= Armand Bouchart =

Armand Bouchart was a Knight Templar who commanded a small garrison during the Templar rule of Cyprus in 1192.

==Biography==
Nothing is known about Bouchart's life other than his command of the Templar garrison based in Cyprus. At that period, the Templar Grand Master, Robert de Sablé, could not afford to leave a huge garrison on Cyprus, due to the Templars being required to fight battles elsewhere as part of the Third Crusade. All that remained on Cyprus was a force of approximately 14 to 20 Templars, with Bouchart among them. Still, this small garrison was strong enough to occupy the entire island. However, the men sent to look after the island were warriors, not administrators, and soon after their arrival, they began disrespecting the local population and taking whatever they wanted.

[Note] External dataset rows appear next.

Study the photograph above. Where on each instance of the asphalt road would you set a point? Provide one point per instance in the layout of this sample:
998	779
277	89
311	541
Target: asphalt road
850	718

This ill treatment of the Cypriots soon reached its peak and the populace revolted. Bouchart and his knights sought shelter in the local Templar castle in order to regroup. They bolted out of the castle in full armor and assaulted the Cypriots. The massacre was over in minutes and the revolt was halted for the time being. Bouchart told de Sablé that his small number of men was insufficient to hold the island and that another revolt must surely be around the corner. It was then decided that Cyprus was not worth keeping anymore, and the island was soon sold to Guy of Lusignan.

==In popular culture==
Armand Bouchart is featured as the main antagonist in the video game Assassin's Creed: Bloodlines, in which he is shown briefly succeeding Robert de Sablé as the de facto Grand Master of the Templar Order after the latter's death. He assembles a large army of Templars on Cyprus, both to solidify the Order's control over the island, and to relocate the contents of the Templar Archive—a hidden underground vault containing various items of high importance to the Templars—to a more secure location. Bouchart is eventually killed during a confrontation with the protagonist Altaïr Ibn-La'Ahad inside the Archive in 1193.